Create BLOOMFILTER Index

Description

A Bloom Filter is a probabilistic data structure used to determine whether an element belongs to a set. This feature allows users to create Bloom Filter indexes in a table to improve query efficiency. For a detailed introduction, refer to Bloomfilter Index

Syntax

CREATE BLOOMFILTER INDEX [IF NOT EXISTS] index_name ON TABLE 
[schema].table_name(column_name)
[COMMENT 'comment']
[PROPERTIES ('key'='value')]

bloomfilter: Index type, using the Bloom filter algorithm.

index_name: The name of the index to be created, which must be under the specified schema and cannot be duplicated within the same schema.

schema: Optional parameter, used to specify the schema name of the table.

table_name: The name of the table to create the index on.

column_name: The name of the column to create the index on, currently only single-column indexes are supported.

COMMENT: Optional parameter, used to add a description of the index.

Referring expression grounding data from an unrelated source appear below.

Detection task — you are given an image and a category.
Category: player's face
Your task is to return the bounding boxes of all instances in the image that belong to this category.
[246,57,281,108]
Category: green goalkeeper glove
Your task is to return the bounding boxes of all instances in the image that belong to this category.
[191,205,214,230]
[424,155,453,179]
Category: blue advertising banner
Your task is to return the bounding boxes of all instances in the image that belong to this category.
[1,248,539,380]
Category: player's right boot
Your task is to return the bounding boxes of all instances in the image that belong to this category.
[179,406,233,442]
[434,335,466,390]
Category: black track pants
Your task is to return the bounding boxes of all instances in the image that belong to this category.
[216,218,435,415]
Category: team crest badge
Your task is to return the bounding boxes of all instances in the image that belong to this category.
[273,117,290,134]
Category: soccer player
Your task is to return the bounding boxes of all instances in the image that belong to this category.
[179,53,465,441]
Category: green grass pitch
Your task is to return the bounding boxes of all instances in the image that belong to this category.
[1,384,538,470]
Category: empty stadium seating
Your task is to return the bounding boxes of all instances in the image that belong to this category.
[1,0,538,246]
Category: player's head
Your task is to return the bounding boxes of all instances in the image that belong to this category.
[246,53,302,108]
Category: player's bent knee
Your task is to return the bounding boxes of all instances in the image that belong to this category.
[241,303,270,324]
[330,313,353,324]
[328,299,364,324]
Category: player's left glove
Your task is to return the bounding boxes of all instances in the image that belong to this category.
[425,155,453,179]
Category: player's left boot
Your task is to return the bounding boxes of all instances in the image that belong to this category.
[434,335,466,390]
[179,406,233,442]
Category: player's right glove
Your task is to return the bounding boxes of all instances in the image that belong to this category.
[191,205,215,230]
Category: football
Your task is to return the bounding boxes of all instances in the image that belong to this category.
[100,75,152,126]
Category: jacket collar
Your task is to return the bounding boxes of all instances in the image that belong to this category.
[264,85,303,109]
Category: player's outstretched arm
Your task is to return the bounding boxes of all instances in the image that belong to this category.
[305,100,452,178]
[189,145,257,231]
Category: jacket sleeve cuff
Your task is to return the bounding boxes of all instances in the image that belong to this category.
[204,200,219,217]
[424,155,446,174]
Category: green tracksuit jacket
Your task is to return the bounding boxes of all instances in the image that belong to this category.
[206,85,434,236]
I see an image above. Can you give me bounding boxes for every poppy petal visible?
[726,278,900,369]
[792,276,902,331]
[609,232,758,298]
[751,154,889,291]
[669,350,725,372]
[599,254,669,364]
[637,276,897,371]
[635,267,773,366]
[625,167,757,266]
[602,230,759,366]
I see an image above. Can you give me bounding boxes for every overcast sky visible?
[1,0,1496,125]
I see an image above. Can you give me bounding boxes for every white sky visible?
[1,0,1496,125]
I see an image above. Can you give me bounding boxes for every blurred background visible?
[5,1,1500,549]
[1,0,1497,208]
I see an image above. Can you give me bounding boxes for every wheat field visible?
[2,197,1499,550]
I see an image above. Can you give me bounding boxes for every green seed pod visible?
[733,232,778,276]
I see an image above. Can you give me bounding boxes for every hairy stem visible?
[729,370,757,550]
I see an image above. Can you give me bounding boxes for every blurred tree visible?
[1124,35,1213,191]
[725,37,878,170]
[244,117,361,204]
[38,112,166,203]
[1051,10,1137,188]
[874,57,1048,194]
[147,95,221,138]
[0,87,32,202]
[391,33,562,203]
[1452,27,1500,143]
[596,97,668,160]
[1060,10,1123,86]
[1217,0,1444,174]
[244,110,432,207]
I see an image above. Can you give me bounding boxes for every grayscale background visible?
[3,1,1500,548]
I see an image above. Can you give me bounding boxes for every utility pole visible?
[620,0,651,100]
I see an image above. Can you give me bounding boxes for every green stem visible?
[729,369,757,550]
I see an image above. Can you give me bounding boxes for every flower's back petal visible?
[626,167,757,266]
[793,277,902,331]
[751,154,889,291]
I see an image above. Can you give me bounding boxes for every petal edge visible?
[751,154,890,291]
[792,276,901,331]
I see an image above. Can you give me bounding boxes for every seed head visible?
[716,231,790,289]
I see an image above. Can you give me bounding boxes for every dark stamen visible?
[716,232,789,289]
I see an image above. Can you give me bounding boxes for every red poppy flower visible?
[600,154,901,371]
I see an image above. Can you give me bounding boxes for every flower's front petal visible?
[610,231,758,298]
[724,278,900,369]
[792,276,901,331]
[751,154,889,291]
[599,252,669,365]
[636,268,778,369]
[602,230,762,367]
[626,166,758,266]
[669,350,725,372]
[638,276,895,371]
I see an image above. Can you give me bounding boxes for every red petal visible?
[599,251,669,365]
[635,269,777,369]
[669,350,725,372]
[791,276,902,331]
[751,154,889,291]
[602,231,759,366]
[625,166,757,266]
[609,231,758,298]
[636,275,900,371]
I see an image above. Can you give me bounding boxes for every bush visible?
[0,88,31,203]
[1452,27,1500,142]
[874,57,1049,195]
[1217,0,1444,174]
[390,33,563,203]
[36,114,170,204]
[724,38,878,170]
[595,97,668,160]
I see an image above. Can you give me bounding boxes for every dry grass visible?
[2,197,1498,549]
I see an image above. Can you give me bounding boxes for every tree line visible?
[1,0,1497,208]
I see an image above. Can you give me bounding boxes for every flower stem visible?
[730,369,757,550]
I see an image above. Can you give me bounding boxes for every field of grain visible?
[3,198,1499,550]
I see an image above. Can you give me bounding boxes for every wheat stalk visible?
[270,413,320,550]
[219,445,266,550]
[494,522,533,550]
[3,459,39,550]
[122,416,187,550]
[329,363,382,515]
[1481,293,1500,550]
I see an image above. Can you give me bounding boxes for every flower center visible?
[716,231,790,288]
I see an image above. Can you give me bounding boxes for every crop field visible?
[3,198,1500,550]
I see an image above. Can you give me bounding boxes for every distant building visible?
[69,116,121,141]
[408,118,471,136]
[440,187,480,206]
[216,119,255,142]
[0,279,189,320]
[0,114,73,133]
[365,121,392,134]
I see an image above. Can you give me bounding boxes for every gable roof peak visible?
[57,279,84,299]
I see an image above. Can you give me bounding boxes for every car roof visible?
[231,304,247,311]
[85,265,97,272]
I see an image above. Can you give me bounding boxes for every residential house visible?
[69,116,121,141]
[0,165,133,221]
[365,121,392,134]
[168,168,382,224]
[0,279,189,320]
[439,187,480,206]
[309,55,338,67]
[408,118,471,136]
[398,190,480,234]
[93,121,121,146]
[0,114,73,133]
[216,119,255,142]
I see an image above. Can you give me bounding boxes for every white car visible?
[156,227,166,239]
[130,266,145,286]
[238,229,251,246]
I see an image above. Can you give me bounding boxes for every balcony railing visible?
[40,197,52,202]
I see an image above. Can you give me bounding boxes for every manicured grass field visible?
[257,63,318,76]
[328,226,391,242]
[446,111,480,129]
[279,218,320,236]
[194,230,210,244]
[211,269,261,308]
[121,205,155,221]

PROPERTIES: Optional parameter, reserved properties for Lakehouse, facilitating the addition of properties in the future.

Reference Documentation

Usage Notes

  1. After adding the BLOOMFILTER INDEX, it will only take effect for newly written data. Old data will not be affected. If old data needs to be effective, the data must be rewritten.
  2. A table can have multiple Bloom filter indexes.
  3. Type restrictions: interval, struct, map, array, and other types are not supported. If unsupported types are used, the system will report an error.

Instructions

BLOOMFILTER INDEX Instructions

Examples

  1. Specify BLOOMFILTER index when creating a table
    DROP TABLE IF EXISTS t;
    CREATE    TABLE t (
              order_id INT,
              customer_id INT,
              amount DOUBLE,
              order_year string,
              order_month string,
              INDEX order_id_index (order_id) BLOOMFILTER COMMENT 'BLOOMFILTER'
              );         
    INSERT INTO t
    VALUES (1, 101, 100.0, '2023','01'),
           (2, 102, 200.0, '2023','02'),
           (3, 103, 300.0, '2023','03'),
           (4, 104, 400.0, '2023','04'),
           (5, 105, 500.0, '2023','04');
    SHOW INDEX FROM t;
    +----------------+--------------+
    |   index_name   |  index_type  |
    +----------------+--------------+
    | order_id_index | bloom_filter |
    +----------------+--------------+
    
    DESC INDEX order_id_index;
    +--------------------+-------------------------+
    |     info_name      |       info_value        |
    +--------------------+-------------------------+
    | name               | order_id_index          |
    | creator            | UAT_TEST                |
    | created_time       | 2024-12-26 21:20:43.914 |
    | last_modified_time | 2024-12-26 21:20:43.914 |
    | comment            | BLOOMFILTER             |
    | index_type         | bloom_filter            |
    | table_name         | t                       |
    | table_column       | order_id                |
    +--------------------+-------------------------+
    DROP INDEX order_id_index;
  2. Add BLOOMFILTER Index to Existing Columns
   CREATE BLOOMFILTER INDEX customer_id_index
   ON TABLE public.t (customer_id)
   COMMENT 'xx';
   -- After the BLOOMFILTER INDEX is added, it will only take effect for newly written data. Old data will not be affected. If old data needs to be affected, the data must be rewritten.
   INSERT OVERWRTE t SELECT * FROM t;
   DESC INDEX customer_id_index;
   +--------------------+-------------------------+
   |     info_name      |       info_value        |
   +--------------------+-------------------------+
   | name               | customer_id_index       |
   | creator            | UAT_TEST                |
   | created_time       | 2024-12-26 21:24:57.649 |
   | last_modified_time | 2024-12-26 21:24:57.649 |
   | comment            | xx                      |
   | index_type         | bloom_filter            |
   | table_name         | t                       |
   | table_column       | customer_id             |
   +--------------------+-------------------------+
   DROP INDEX customer_id_index;